The Sugar Rum Fairy? A freewheeling, jazzy reimagination of ‘The Nutcracker’
Dorrance Dance will perform their unique tap interpretation of the classical ballet to Duke Ellington’s The Nutcracker Suite on Dec. 14-15 at Cal Performances in Zellerbach Hall.
December 13, 2024
Michelle Dorrance never set out to create a reimagination of The Nutcracker. As founder of the New York City-based Dorrance Dance, the celebrated tap dancer’s work often leans toward the experimental, fusing technology and the roots of tap in dynamic and new contexts. The 1892 classical ballet wasn’t really on her radar.
But there was something in the back of her mind, a different kind of Nutcracker performance she’d seen as a kid with a score she couldn’t shake: Duke Ellington’s The Nutcracker Suite. She was 11 in North Carolina when she first heard it. Arranged by Ellington and Billy Strayhorn, the 31-minute album features jazzy interpretations of the original composition by Tchaikovsky. “It stuck with me ever since,” she said.
Today, more than three decades later, Dorrance and her artistic collaborators have created their own dance interpretation of the holiday classic, to be presented by UC Berkeley’s Cal Performances on Dec. 14-15.
Dorrance said Ellington’s Nutcracker Suite, released in 1960, inspires a freedom of expression. “The score is just incredible,” she said “It’s so layered. It’s so innovative. I love what Ellington and Strayhorn do with tempo, with phrasing, with orchestration, with feel, with deep character work and percussive compositional work throughout.”
The dancers in Dorrance Dance’s Nutcracker Suite play characters that were inspired by the original ballet, but which take on lives of their own. There’s the Sugar Rum Fairy and the Rat King. Clara is an outcast, and her dressmaker, Godfather Drosselmeier, is losing his grip on his magic. “That’s, in part, why some of the madness of the Christmas party ensues,” said Dorrance.
For Dorrance, the opportunity to tell a story through the legacy of Black American artistic forms to a score that represents two of the greatest jazz composers in history was an honor.

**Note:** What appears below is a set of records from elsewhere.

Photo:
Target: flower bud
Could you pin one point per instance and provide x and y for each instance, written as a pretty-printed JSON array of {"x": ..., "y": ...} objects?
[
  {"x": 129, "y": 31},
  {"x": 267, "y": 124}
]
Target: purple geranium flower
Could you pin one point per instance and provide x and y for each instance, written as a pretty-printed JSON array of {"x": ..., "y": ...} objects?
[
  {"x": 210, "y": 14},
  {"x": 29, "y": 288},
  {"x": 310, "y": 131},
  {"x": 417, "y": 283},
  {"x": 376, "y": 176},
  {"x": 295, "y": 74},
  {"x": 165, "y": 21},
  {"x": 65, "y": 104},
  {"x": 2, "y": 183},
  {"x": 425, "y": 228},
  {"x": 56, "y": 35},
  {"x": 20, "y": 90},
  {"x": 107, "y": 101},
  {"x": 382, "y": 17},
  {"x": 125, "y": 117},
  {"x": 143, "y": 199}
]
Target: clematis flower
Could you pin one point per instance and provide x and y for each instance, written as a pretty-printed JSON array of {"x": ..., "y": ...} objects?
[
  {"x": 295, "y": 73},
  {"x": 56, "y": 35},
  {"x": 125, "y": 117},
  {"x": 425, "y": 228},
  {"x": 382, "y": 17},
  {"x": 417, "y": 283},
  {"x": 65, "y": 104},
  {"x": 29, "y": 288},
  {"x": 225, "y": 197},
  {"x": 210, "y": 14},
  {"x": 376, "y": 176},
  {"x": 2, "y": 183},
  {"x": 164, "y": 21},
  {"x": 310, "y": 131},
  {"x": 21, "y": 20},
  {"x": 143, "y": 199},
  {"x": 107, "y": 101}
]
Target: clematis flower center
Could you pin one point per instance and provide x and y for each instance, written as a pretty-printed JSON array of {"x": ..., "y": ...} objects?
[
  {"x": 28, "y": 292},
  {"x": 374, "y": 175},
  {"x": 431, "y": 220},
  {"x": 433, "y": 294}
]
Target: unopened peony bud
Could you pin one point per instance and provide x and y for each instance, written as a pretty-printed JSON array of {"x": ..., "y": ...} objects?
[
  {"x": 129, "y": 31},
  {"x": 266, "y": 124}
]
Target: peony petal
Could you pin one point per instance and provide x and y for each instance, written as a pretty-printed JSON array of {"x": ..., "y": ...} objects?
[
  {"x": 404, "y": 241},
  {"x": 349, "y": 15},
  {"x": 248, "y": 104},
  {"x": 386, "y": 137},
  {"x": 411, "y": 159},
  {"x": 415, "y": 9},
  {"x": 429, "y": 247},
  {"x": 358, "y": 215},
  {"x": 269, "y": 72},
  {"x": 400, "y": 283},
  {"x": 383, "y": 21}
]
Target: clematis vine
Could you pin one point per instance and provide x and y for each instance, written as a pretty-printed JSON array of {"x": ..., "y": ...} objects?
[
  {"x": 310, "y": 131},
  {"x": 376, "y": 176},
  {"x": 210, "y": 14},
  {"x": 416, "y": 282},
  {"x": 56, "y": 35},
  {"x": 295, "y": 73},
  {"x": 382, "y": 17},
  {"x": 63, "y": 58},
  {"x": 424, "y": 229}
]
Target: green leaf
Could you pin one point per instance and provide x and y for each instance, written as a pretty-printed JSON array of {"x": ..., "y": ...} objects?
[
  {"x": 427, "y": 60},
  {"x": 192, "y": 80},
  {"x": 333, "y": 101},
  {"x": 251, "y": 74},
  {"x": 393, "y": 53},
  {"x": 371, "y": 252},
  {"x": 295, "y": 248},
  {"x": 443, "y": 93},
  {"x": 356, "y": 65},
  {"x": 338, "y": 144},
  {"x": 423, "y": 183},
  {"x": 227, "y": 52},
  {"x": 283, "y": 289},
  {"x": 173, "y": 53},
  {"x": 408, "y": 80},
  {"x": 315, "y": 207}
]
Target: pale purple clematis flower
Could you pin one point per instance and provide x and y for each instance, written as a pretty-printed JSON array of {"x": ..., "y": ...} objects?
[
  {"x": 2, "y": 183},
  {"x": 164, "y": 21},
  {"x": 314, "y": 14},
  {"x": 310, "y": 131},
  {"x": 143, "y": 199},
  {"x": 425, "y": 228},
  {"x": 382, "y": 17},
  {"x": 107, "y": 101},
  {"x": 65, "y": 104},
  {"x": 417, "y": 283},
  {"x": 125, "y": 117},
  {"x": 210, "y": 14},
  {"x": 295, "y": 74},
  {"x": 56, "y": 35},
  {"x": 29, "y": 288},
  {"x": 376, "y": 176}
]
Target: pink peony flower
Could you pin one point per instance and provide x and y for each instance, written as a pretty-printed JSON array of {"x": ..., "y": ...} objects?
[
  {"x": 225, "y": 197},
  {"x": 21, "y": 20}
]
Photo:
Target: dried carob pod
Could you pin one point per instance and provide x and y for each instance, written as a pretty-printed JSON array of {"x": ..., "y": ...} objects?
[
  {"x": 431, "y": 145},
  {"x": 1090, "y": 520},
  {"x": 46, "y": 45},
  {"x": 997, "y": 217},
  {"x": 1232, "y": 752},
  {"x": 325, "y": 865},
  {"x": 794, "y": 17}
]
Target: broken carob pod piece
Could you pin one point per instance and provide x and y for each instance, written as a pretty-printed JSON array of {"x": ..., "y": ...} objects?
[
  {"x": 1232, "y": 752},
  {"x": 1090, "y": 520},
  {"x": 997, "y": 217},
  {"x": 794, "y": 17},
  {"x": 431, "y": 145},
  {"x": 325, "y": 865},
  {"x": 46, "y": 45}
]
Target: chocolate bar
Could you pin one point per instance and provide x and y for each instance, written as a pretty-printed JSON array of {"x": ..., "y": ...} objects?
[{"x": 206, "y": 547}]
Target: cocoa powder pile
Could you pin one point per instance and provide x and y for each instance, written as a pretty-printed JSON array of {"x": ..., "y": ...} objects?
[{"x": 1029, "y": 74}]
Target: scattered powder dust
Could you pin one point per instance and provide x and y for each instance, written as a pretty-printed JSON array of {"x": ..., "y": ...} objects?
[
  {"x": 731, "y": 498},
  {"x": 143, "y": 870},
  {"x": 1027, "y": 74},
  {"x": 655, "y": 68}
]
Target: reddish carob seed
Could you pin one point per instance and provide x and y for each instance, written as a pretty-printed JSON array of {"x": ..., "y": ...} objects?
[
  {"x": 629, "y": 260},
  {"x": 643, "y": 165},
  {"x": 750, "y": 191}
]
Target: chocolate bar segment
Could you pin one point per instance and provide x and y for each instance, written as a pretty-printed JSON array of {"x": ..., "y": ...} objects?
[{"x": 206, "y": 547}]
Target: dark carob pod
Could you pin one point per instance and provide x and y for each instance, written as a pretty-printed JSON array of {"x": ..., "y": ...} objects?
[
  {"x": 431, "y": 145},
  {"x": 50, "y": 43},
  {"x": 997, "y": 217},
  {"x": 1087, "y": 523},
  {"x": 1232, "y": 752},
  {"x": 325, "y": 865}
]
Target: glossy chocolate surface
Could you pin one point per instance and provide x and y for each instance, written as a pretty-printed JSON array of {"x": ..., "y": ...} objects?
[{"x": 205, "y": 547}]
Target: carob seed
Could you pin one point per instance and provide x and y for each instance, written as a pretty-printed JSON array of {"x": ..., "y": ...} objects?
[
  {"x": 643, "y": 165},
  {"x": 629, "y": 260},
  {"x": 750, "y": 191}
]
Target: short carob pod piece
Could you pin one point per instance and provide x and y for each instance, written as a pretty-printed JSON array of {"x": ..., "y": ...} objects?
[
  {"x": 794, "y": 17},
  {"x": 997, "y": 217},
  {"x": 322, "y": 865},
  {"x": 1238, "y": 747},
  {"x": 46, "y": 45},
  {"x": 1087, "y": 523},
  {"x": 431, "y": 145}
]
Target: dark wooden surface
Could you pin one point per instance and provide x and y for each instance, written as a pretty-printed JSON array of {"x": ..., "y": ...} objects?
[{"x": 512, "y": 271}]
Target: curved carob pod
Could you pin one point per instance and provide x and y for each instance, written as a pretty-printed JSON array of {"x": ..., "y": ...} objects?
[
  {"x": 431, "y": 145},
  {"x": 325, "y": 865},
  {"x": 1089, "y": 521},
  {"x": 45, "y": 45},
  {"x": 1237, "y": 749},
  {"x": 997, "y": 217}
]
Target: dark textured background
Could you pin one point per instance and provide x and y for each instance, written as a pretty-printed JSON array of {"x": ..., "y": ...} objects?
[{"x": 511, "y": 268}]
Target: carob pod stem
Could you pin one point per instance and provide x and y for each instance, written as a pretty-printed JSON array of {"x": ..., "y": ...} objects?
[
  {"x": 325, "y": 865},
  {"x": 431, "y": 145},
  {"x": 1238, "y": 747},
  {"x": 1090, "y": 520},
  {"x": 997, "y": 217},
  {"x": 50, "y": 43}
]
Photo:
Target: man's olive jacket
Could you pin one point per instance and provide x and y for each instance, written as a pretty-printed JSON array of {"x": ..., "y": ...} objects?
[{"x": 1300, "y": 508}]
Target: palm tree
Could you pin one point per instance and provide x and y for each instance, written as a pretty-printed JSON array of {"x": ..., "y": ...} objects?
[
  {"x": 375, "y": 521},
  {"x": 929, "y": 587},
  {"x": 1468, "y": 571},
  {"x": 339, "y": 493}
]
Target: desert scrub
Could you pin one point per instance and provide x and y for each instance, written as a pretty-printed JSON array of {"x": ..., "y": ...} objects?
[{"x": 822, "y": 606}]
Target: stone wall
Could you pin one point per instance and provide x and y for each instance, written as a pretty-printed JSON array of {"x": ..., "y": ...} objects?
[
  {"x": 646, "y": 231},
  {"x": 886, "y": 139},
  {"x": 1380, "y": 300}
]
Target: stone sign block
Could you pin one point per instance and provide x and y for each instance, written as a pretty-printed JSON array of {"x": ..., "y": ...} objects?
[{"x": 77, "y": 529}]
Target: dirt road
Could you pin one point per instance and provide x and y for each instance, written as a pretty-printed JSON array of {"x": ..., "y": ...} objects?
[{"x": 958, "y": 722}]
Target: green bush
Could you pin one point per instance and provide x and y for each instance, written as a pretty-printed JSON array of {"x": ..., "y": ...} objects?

“The Nutcracker reaches a huge, really wide audience, and brings together a number of different folks across cultural interests and demographics into a space together,” she said. “This is really important to us right now — to give young people a glimpse of what we can imagine American culture can look like, that it can be more inclusive and joyful and uplifting.”